Are atheists “angry at God”?

People have sometimes tried to discredit atheists by claiming that they’re just “angry at God”. It’s meant to dismiss nonbelief as merely a personal issue of sorts, something that’s the result of a bad experience or a bad attitude. Apparently it just isn’t possible for someone to genuinely not believe in a god – as if this belief is so universal that those of us who profess otherwise must be deceiving even ourselves. That’s very presumptuous on the part of believers, no matter what their faith. Surprising as it may be, it’s not as if everyone secretly believes in your god.

In case it isn’t obvious, atheists are not “angry” at something we don’t believe in. That would make no sense. But when believers treat a difference in views as pathological in nature, it allows them to refuse to consider the actual merits of the position they don’t agree with. And without even listening to someone else’s perspective, it’s easy to see why they might not understand what atheists do take issue with. Just because we’re angry – and not all of us are – it doesn’t mean we must be angry at your god. What we do object to is the belief in a god, which is the only sense in which “God” can be said to exist: as a concept in people’s minds. When we look at how people act on this belief, we do get angry. And there’s a reason for that.

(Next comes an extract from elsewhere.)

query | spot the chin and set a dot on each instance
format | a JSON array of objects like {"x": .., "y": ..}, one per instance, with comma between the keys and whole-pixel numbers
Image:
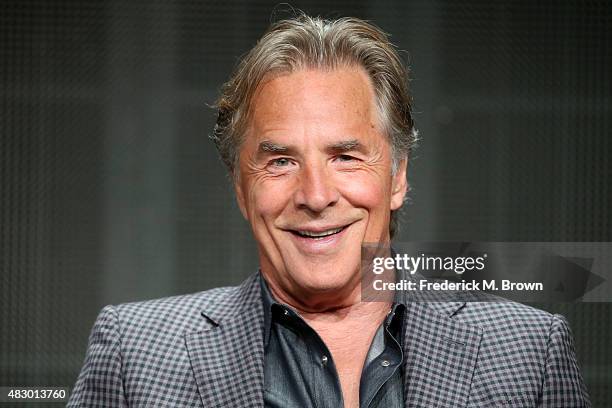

We’re angry at how religion is treated as a license to ignore reality. We’ve seen how faith is used to elevate beliefs from complete uncertainty to complete certainty, simply by choosing to believe. And that bothers us. We find it absurd that mere strength of belief is considered sufficient to constitute knowledge, and we’re outraged by what this has been used to justify. We’re angry about how religious texts are regarded as unimpeachably authoritative for no reason other than the belief that they are. We’re upset with how this is allowed to take precedence over actual facts about science, history, medicine, sexual health, and reproduction. We’re shocked when religious claims with no evidence behind them are considered just as good as empirical knowledge and actual research.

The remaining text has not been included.